Mi amigo quería ser pintor. Desde muy joven sabía qué era a lo que quería dedicarse. Su padre también lo sabía. Sabía, además, que haría todo lo posible para que el hijo no se saliese con la suya. Le obligó a estudiar medicina para que fuese médico como él. Mi amigo tardó cuatro años en decirle a su padre que no lo sería y entre clase y clase de la Facultad: línea, trazo, pincelada, seguir en la búsqueda de un lenguaje propio, adquirir conocimientos y técnicas, dejar imágenes sobre papeles, cartones, tablas, lienzos… Al padre se le ocurrió el modo de poner un bastón entre los radios de esa rueda que giraba veloz y poderosa en dirección contraria a lo que él creía que debía de ser su hijo: una recomendación infalible de parte de un familiar influyente y aquellas manos capaces de crear imágenes y esa mirada que traducía el mundo en formas y colores que conseguían conmover y emocionar se vieron obligadas a converger durante horas, muchas horas, sobre las piezas de una cadena de montaje de la General Motors.

Como un lavabo, por cuyo desagüe se va lentamente el agua que quisiéramos retener pero que un tapón mal ajustado deja escapar poco a poco, así fue yéndose la energía, el buen humor y la vitalidad de mi amigo.

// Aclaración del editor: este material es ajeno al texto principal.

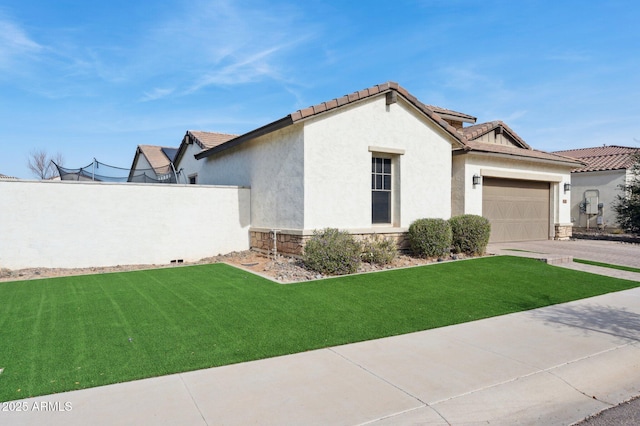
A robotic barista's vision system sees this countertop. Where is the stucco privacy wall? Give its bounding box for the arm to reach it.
[451,154,571,236]
[199,124,305,229]
[571,169,627,228]
[0,181,250,269]
[304,96,451,230]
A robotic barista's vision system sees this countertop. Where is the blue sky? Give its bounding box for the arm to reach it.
[0,0,640,178]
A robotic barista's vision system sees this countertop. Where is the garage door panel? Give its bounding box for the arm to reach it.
[482,177,549,242]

Hablaba de sí mismo en los mismos términos en que lo haría un preso y en el fondo del lavabo flotaba una película de amargura que no se diluía ni con las palabras de ánimo de sus amigos, ni con el vino, ni con los besos.

Meses, años de sometimiento, de intentar rellenar la silueta perfilada por el padre, más parecida a una camisa de fuerza que a la huella amorosa que el alfarero deja en la arcilla para ayudarle a tomar forma.

Un nuevo gesto de rebeldía y, de nuevo, ser un ángel caído. Ser arrojado otra vez lejos… y volver a la caricia de los pinceles, de las telas. Dejó el trabajo mecánico, no creativo que iba a enseñarle a llevar una vida como Dios manda para mandar sobre su vida. El desprecio, la penuria económica no bastaron para hacerle desistir pero ayudaron mucha a hacerle la vida difícil.

Entonces llegó la experiencia determinante, alentadora: necesitaban una persona para completar el pasaje de un velero. Un pequeño grupo. Todos amigos o conocidos incluido el patrón del barco. Hizo el viaje.

La pintura de mi amigo se llenó de peces, de libertad de movimiento, de juegos de la luz con el agua. Peces, más peces. El pez como cifra, el pez como símbolo…

Tengo una fotografía de mi amigo en aquel viaje. Se ve sólo el torso, desnudo, las manos sobre el timón. Silba, mira despreocupado hacia el mar y el pelo, largo como nunca antes, sigue el soplo del viento. Lo veo tranquilo, con esa tranquilidad que en algunas existencias difíciles es el equivalente de la felicidad.

El recuerdo de esa fotografía, de mi amigo y de aquel tiempo en el que nos frecuentábamos, vienen a mí mientras miro al suelo. camino por uno de los tantos senderos que se dibujan en las laderas de los montes que rodean el lugar donde vivo. El suelo está lleno de peces. Mejor dicho: de caracolas, de almejas, de crustáceos… No estoy delirando ni se trata de una licencia poética. Es literal: centenas, millares de habitantes marinos tapizan el suelo que piso. Son de piedra. Testimonian la presencia de un mar que reflejaba el Sol y acogía a estas criaturas en el mismo punto donde ahora se alzan las altas montañas pirenaicas. De eso hace tiempo, mucho tiempo (Cretácico, unos ochenta millones de años) pero las montañas guardan memoria de aquel mar y, de vez en cuando, el recuerdo aflora. Las montañas hablan de aquella agua y su vida porque son parte de ellas. Del mismo modo, hablo de un amigo que me dejó llena de peces y se retiró como el mar de estas montañas: para no volver.

No son piedras lo que se ve en el suelo: son caracolas.

No son lágrimas las que tiemblan en mis pestañas: son peces.

Tengo un amigo al que hace años que no veo.